Abstract

This chapter conveys several concepts and points of view about the scientific and medical significance of differential alterations in activities of components of the autonomic nervous system in stress and disease. The use of terms such as “the autonomic nervous system,” “autonomic failure,” “dysautonomia,” and “autonomic dysfunction” imply the existence of a single entity; however, the autonomic nervous system has functionally and neurochemically distinctive components, which are reflected in differential responses to stressors and differential involvement in pathophysiologic states. One can conceptualize the autonomic nervous system as having at least five components: the sympathetic noradrenergic system, the sympathetic cholinergic system, the parasympathetic cholinergic system, the sympathetic adrenergic system, and the enteric nervous system. Evidence has accumulated for differential noradrenergic vs. adrenergic responses in various situations. The largest sympathetic adrenergic system responses are seen when the organism encounters stressors that pose a global or metabolic threat.
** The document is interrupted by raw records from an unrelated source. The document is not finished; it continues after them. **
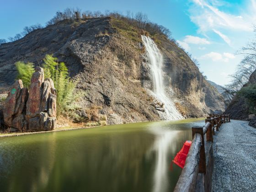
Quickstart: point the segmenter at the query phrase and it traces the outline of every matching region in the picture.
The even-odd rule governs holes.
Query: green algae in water
[[[0,139],[1,192],[172,191],[172,160],[203,119]]]

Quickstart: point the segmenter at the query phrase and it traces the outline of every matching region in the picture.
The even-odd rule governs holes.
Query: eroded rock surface
[[[43,69],[33,74],[29,91],[18,80],[12,86],[3,110],[4,124],[18,130],[53,130],[56,123],[56,91],[53,80],[44,81]]]
[[[28,95],[27,89],[23,87],[22,81],[16,80],[8,93],[5,110],[3,111],[5,125],[19,130],[26,129],[27,122],[24,114]]]

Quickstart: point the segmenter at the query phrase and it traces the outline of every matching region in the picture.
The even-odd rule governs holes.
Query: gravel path
[[[213,192],[256,192],[256,129],[231,120],[213,138]]]

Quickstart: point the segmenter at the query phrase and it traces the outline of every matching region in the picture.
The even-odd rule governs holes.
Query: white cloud
[[[192,35],[187,35],[183,41],[187,43],[192,44],[210,44],[210,42],[205,38],[201,38],[199,37],[192,36]]]
[[[202,59],[210,59],[213,61],[217,61],[220,60],[222,60],[222,55],[219,53],[216,52],[210,52],[206,54],[201,57]]]
[[[220,37],[222,39],[228,43],[229,46],[231,45],[231,41],[229,39],[229,38],[228,37],[228,36],[224,35],[223,33],[221,33],[220,32],[217,31],[215,29],[213,29],[213,32],[216,34],[218,34],[219,37]]]
[[[206,3],[201,0],[193,0],[193,2],[201,9],[192,7],[190,10],[191,19],[200,27],[200,30],[206,32],[213,28],[217,29],[235,29],[242,31],[251,32],[252,24],[255,22],[255,11],[256,5],[255,0],[251,0],[251,8],[246,13],[234,15],[220,11],[214,7],[214,1]],[[255,8],[253,8],[255,6]]]
[[[235,59],[235,55],[229,53],[224,53],[222,54],[217,52],[211,52],[201,57],[202,59],[211,59],[213,61],[222,61],[228,62],[229,59]]]
[[[234,54],[229,53],[224,53],[223,55],[229,59],[235,59],[235,57]]]
[[[177,40],[177,42],[179,44],[179,45],[183,48],[184,48],[186,51],[189,51],[190,50],[190,47],[188,44],[187,43],[184,42],[183,41],[181,41]]]

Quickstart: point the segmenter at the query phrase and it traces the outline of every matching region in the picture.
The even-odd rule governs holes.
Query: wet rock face
[[[18,130],[48,131],[56,127],[56,91],[53,80],[44,81],[43,70],[35,69],[29,88],[21,80],[12,85],[4,110],[4,124]]]

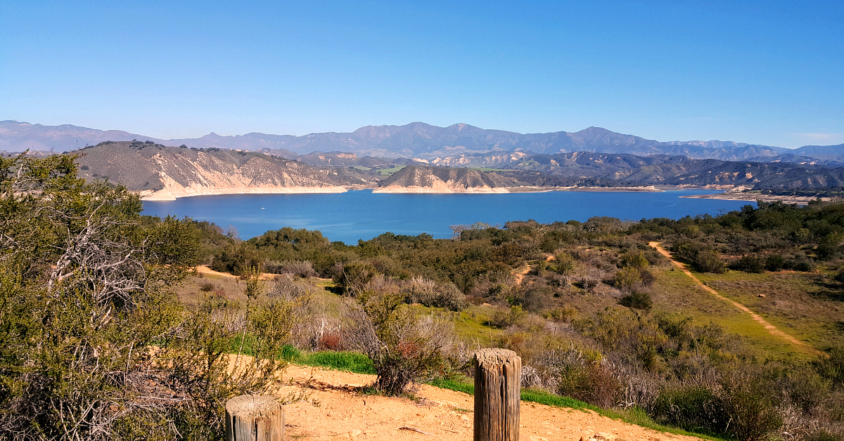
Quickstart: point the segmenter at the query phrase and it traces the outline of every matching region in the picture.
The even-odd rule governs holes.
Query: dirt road
[[[788,334],[786,334],[785,332],[780,331],[776,326],[774,326],[773,325],[771,325],[771,323],[769,323],[767,320],[766,320],[765,319],[763,319],[761,315],[760,315],[753,312],[752,310],[750,310],[750,309],[748,308],[747,306],[744,306],[744,304],[740,304],[738,302],[736,302],[735,300],[732,300],[730,298],[726,298],[726,297],[719,294],[717,291],[716,291],[716,290],[712,289],[711,288],[709,288],[706,285],[705,285],[703,283],[703,282],[701,282],[701,279],[699,279],[696,277],[695,277],[695,275],[692,274],[692,272],[690,271],[689,271],[689,268],[686,267],[685,264],[675,261],[674,259],[674,257],[672,257],[671,253],[668,252],[668,250],[663,248],[662,245],[660,245],[659,242],[648,242],[647,245],[649,245],[652,247],[655,248],[657,251],[659,251],[659,254],[664,255],[669,261],[671,261],[671,263],[674,264],[674,266],[677,266],[678,268],[679,268],[683,272],[684,272],[686,276],[689,276],[690,277],[691,277],[691,279],[694,280],[695,282],[697,283],[701,288],[702,288],[703,289],[706,290],[708,293],[710,293],[711,294],[714,295],[715,297],[717,297],[718,298],[721,298],[722,300],[729,302],[730,304],[733,304],[733,306],[735,306],[736,308],[738,308],[738,309],[741,309],[741,310],[743,310],[743,311],[749,314],[750,315],[750,318],[752,318],[753,320],[755,320],[757,322],[759,322],[760,325],[765,326],[765,329],[768,330],[768,332],[771,332],[771,335],[776,336],[778,336],[778,337],[780,337],[780,338],[782,338],[782,339],[788,342],[789,343],[791,343],[792,345],[794,345],[794,346],[798,347],[798,348],[799,348],[801,350],[807,350],[808,349],[809,352],[812,352],[813,353],[819,353],[819,352],[816,349],[814,349],[814,347],[812,347],[811,346],[809,346],[806,342],[801,342],[801,341],[798,340],[797,338],[794,338],[794,336],[790,336]]]
[[[371,384],[375,375],[300,366],[290,366],[284,378],[286,385],[279,391],[282,396],[302,392],[308,395],[306,401],[285,406],[286,439],[472,439],[473,401],[467,394],[425,385],[418,401],[360,395],[355,388]],[[599,433],[608,439],[619,440],[699,439],[634,426],[592,411],[528,402],[522,403],[521,426],[522,441],[576,441]]]

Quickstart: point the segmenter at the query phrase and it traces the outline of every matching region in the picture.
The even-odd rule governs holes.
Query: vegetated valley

Sympathetic noradrenergic system activation dominates the responses to orthostasis, moderate exercise, and exposure to cold, whereas sympathetic adrenergic system activation dominates those to glucoprivation and emotional distress. There seems to be at least as good a justification for the concept of coordinated adrenocortical–adrenomedullary responses as for coordinated adrenomedullary–sympathoneural responses in stress. Fainting reactions involve differential adrenomedullary hormonal vs. sympathetic noradrenergic activation. Parkinson disease entails relatively selective dysfunction of the sympathetic noradrenergic system, with prominent loss of noradrenergic nerves in the heart, yet normal adrenomedullary function. Allostatic load links stress with degenerative diseases, and Parkinson disease may be a disease of the elderly because of allostatic load.